Directed by Henry King
Written by William Bowers and William Sellers
A lot of what I had seen within the western genre before I embarked on this marathon involved a great deal of violence. Shootouts, outlaws, bank robberies, etc. And while the films to this point have involved at least some of these elements, there hasn’t been a great mystique yet made of the outlaw and gunfighter. When I think of westerns, at least prior to this marathon, I think of the Sergio Leone films, which are certainly violent and carry a certain aura about them which is what I associate with quintessential western. We’ll see whether that aura remains when I get to them here, but with 1950’s The Gunfighter, we are treated not to a violent film, but certainly one which examines the legend and character of an outlaw in lawless country, the Old West.
Whenever Jimmy Ringo (Gregory Peck) rides into town, most people get scared and stay out of his way. However, there are some young bullheaded heroes who like to think they can take on the fastest gun in the west. These young cowboys usually end up dead in the dirt. After one such youth bites it, Ringo must elude his three brothers who are out to get Jimmy, whether their kid brother drew first or not. Hiding out in nearby Cayenne, Ringo runs into a familiar barkeep (Karl Malden), a friendly marshall (Millard Mitchell), and the woman he loves (Helen Westcott). With the brothers in hot pursuit, Jimmy only wants to stay in town long enough to convince Peggy that he loves her and is a changed man.
What The Gunfighter excels at is creating a character with mystique. We don’t get to share in Jimmy Ringo’s exploits, they’ve come before, we only hear of them in legend. But with the performance from Gregory Peck, we get to see the bags under his eyes, the gruff in his breath when another up and comer wishes to challenge him simply to claim he killed the fastest there ever was. Being a legend has to be tough, especially once your legacy is cemented yet you’d rather move on and retire to a simpler life. Such is the curse of Jimmy Ringo, and director Henry King captures this transition period in the life of an outlaw perfectly by using a manhunt/hideout as an exciting backdrop.
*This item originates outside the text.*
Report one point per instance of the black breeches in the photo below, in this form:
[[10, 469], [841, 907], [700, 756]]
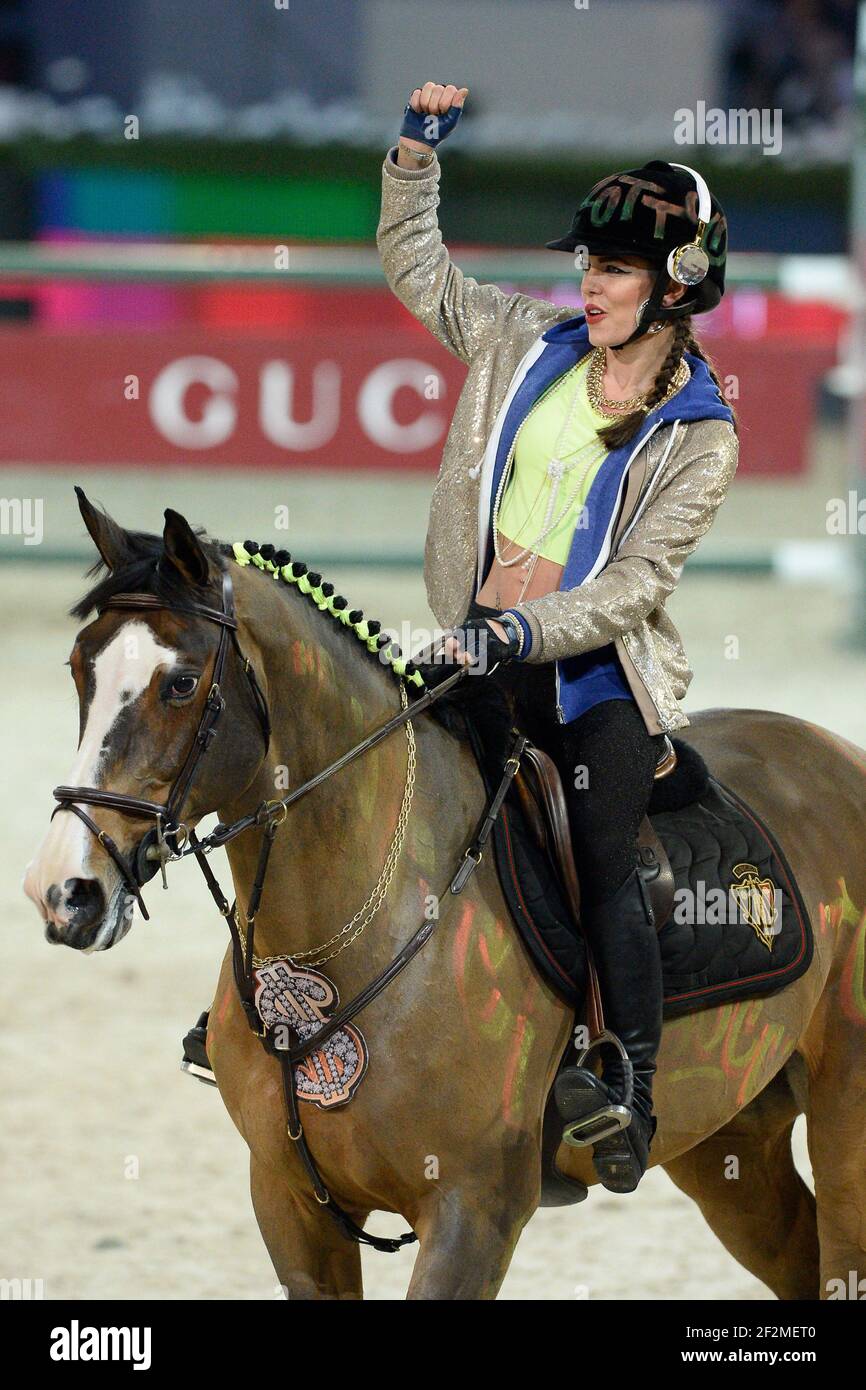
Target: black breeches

I really do want to focus on Gregory Peck for a moment too, as between this and Yellow Sky, I am really beginning to like what he has to offer in the landscape of the west. I always pegged him as a good guy, like most people probably because of his turn in To Kill a Mockingbird, but he has shown time and again so far here to make a great bad guy too, even if he is the sympathetic bad guy here. He is a star in The Gunfighter, taking command of the screen and carrying the film with his performance. I would even go so far as to rank it as one of the best lead performances thus far in the marathon. I have not taken the time as of yet to reflect on things like that yet in this journey, and perhaps I should, but his performance is what would keep bringing me back to revisit this film time and again.
But while Peck is awesome as Ringo, the scenario is unique to this marathon as well in some respects. Setting it in such a confined amount of time, and within the small town of Cayenne, brings about a natural amount of tension and excitement to the film, which is the perfect backdrop for the type of drama between Ringo and Peggy as they work out the rest of their lives. Setting is everything in a western. Certainly seeing the beautiful buttes in the desert background is what a lot of people think of, but most westerns happen in Generic Springs or in Standard Saloon. With The Gunfighter, Cayenne and the Palace Bar feel like real, lived in places. All of it comes together to make this film a complete package.